I have to confess now that my prior prejudices led me to miss the boat on Apple for the last decade, when the stock soared 115 times. To see the company sell 37 million IPhones in a single quarter during unstable economic conditions is nothing less than amazing. While Main Streets around America sit empty, the Apple stores are easily identifiable because they are packed like a New York subway car at rush hour.
Forecasts for the global smart phone market are ratcheting up by the day on the back of surging demand from emerging markets. Sales could reach 250 million units annually by 2012, of which 17% currently is sold by Apple. China Mobile, with a staggering 600 million mainland customers, or six times Verizon?s, is now considering adopting the IPhone.

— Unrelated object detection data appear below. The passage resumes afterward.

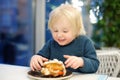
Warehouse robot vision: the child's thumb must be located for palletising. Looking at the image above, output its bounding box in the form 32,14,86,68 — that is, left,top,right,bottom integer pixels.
64,55,70,59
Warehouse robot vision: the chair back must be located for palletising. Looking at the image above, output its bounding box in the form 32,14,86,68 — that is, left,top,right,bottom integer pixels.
96,50,120,77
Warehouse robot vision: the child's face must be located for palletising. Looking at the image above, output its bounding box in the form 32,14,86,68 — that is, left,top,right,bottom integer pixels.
51,18,75,46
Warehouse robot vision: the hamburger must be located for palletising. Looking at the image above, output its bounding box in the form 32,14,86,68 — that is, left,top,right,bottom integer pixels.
41,59,66,77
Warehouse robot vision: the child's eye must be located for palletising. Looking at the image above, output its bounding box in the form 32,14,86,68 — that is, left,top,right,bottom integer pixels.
63,31,68,33
54,30,58,32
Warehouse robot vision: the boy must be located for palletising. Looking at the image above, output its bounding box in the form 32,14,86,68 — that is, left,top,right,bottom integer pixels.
30,4,99,73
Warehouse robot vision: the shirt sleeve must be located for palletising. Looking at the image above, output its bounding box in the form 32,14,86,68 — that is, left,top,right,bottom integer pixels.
79,39,99,73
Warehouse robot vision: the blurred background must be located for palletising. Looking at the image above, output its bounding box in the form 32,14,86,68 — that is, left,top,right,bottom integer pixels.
0,0,120,66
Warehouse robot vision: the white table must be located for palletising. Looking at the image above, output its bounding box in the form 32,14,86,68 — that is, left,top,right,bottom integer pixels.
0,64,120,80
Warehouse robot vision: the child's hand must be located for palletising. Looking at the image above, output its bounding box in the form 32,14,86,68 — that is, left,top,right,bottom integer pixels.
64,55,84,69
30,55,48,71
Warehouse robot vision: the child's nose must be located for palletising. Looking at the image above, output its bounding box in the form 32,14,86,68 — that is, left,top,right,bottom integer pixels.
57,33,62,38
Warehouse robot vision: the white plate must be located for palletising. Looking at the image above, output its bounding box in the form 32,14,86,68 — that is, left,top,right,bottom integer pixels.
28,71,72,80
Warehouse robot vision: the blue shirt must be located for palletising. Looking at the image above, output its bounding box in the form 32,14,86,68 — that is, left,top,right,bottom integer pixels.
38,36,99,73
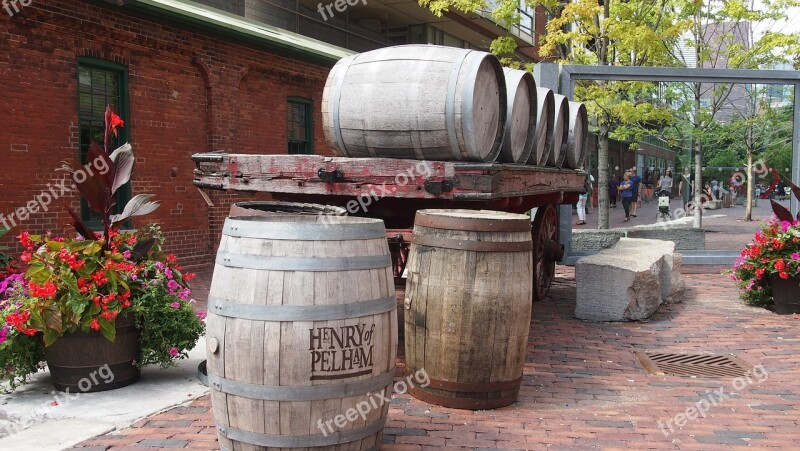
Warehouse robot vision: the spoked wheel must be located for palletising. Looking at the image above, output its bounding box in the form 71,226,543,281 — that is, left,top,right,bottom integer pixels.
531,205,564,302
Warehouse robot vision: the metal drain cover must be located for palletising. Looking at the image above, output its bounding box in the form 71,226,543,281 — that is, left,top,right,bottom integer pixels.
634,352,753,377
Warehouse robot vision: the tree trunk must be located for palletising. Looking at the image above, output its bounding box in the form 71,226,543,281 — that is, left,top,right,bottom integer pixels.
597,123,609,229
692,83,703,229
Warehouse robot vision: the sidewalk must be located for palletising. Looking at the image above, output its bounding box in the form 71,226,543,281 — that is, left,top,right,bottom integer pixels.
67,266,800,451
572,195,789,251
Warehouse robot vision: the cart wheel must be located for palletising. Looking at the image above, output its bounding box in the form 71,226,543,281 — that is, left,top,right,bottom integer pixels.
532,205,563,302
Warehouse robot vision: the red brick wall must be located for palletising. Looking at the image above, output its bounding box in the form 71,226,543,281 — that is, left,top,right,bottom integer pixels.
0,0,338,266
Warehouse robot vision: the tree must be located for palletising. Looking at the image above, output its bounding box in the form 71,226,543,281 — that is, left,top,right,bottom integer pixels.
419,0,685,229
667,0,800,227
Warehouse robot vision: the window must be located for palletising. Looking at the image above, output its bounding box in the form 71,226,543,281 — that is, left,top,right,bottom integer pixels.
288,97,314,155
78,58,130,229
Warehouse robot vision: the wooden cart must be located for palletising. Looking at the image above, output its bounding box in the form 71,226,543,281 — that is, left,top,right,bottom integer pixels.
192,153,585,300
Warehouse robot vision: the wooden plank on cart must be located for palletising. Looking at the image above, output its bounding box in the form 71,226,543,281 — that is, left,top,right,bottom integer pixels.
192,153,584,200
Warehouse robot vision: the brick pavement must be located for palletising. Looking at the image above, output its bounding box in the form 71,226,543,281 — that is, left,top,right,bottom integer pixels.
70,267,800,451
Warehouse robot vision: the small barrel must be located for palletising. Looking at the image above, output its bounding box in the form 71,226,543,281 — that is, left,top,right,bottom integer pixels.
528,88,555,166
564,101,589,169
404,210,533,410
500,67,537,164
44,314,141,393
322,45,506,162
547,94,569,168
228,200,347,218
206,215,397,451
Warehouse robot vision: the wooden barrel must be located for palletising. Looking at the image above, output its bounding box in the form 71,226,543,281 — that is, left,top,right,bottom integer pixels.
404,210,533,409
44,314,141,393
547,94,569,168
206,215,397,451
528,88,555,166
564,101,589,169
228,200,347,218
322,45,506,161
500,67,537,164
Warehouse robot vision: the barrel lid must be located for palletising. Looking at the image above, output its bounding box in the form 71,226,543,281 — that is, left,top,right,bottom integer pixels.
414,209,531,232
222,213,386,241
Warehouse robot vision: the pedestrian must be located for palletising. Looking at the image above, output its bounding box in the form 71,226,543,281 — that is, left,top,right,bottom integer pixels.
678,168,694,210
575,174,594,225
658,169,672,198
630,166,642,218
608,177,619,208
617,172,633,222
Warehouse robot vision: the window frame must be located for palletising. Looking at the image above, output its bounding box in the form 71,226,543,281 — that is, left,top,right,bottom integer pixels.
286,96,314,155
75,56,131,231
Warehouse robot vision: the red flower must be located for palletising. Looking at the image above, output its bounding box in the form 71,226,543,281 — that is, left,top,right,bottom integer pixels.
109,112,125,136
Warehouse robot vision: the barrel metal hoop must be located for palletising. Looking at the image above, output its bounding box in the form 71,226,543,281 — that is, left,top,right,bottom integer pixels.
444,52,472,161
216,252,392,272
330,55,357,157
208,296,397,322
411,233,533,252
217,418,386,448
208,368,395,401
414,214,531,232
222,218,386,241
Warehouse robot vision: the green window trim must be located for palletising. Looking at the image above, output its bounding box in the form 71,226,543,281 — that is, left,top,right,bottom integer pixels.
286,96,314,155
76,57,131,230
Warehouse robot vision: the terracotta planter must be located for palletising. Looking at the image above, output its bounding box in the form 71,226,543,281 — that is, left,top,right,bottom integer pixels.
770,276,800,315
45,315,141,393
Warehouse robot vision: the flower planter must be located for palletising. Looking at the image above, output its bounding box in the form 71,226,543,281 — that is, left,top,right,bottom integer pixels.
770,276,800,315
45,315,140,393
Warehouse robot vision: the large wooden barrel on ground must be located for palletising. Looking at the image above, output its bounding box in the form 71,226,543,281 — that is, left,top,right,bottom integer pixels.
547,94,569,168
206,215,397,451
404,210,532,409
564,101,589,169
528,88,555,166
500,67,537,164
322,45,506,161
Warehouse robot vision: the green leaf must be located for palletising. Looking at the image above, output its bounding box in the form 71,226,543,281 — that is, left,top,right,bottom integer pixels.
98,317,117,342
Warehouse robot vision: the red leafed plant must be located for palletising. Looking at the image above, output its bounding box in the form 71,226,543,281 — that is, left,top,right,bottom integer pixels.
61,106,160,250
731,181,800,307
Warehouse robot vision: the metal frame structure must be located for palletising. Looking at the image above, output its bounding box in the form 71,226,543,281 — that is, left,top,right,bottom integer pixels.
559,65,800,214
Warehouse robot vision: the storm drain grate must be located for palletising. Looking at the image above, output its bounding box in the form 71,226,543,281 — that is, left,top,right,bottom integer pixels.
635,352,753,377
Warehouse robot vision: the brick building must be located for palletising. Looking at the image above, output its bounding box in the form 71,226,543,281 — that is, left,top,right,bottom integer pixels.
0,0,347,265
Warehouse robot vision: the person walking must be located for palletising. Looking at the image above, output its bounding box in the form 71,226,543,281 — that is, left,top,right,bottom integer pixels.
678,168,694,210
575,174,594,225
617,172,633,222
608,177,619,208
630,166,642,218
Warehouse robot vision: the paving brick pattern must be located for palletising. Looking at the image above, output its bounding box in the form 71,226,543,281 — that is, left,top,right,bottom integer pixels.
69,267,800,451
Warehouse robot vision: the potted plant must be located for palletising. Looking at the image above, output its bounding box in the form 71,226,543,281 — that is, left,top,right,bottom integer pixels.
0,109,204,392
732,177,800,314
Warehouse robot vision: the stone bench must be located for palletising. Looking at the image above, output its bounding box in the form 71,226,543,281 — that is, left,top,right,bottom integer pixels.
575,238,685,321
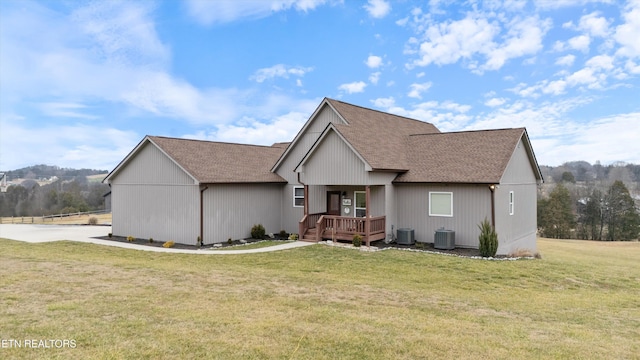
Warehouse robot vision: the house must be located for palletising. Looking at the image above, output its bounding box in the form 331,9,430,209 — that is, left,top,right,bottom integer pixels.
105,98,542,254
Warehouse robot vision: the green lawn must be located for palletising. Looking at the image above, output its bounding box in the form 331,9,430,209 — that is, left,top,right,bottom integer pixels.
0,239,640,360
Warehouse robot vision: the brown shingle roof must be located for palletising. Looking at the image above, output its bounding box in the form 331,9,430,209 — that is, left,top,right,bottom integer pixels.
148,136,286,183
327,99,440,170
394,128,525,184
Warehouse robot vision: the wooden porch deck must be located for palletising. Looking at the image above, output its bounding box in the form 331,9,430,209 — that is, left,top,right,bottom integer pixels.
299,213,386,246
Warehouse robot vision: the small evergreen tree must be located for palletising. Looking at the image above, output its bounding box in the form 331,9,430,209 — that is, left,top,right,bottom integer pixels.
478,219,498,257
538,184,575,239
604,180,640,241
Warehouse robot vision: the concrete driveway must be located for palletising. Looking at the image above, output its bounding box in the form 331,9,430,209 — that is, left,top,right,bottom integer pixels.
0,224,313,255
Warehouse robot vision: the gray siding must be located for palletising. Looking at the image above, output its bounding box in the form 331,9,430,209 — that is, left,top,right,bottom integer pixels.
204,184,284,244
111,184,200,245
111,144,199,244
395,184,491,248
111,143,196,185
276,106,343,184
496,140,537,254
302,131,367,185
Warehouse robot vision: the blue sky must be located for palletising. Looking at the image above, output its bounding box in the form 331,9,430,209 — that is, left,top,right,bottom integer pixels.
0,0,640,170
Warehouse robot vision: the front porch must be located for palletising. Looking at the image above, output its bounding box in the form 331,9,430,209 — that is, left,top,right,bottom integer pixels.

The company has become a monster cash flow generator. Apple now has the envious problem in that sales of several of its products are going hyperbolic at the same time.
Apple announced net profits of $13.06 billion, or $13.87 per share, up 11% from the previous year. If the company just maintains that rate for the rest of the year, it will generate $55.48 in earnings, which at the current 11.5 multiple should take the stock up to $638, up 40%. If Apple makes it up to a market multiple, the stock should rise to $721, a gain from here of 58%.
If the multiple expands to its pre-crash average of 35 X, that would take the stock to a positively nose bleeding $1,941, giving you a 424% return from current levels. Then the company would be worth $2.8 trillion and rank 5th in the world in GDP, more than France, and just behind Germany. Wow!
It all reinforces my view that Apple shares will reach my long term target of $1,000 sooner than anyone thinks. Long term readers are well aware that I have been making this call for the past two years back when it was trading at a lowly $240. More recent subscribers will also recall that I predicted that Apple would be the top performing technology stock in my 2012 Annual Asset Class Review.
I’m not saying that you should rush out and load up on stock today. But it might be worth taking a stake on the next wave of fear that strikes the market.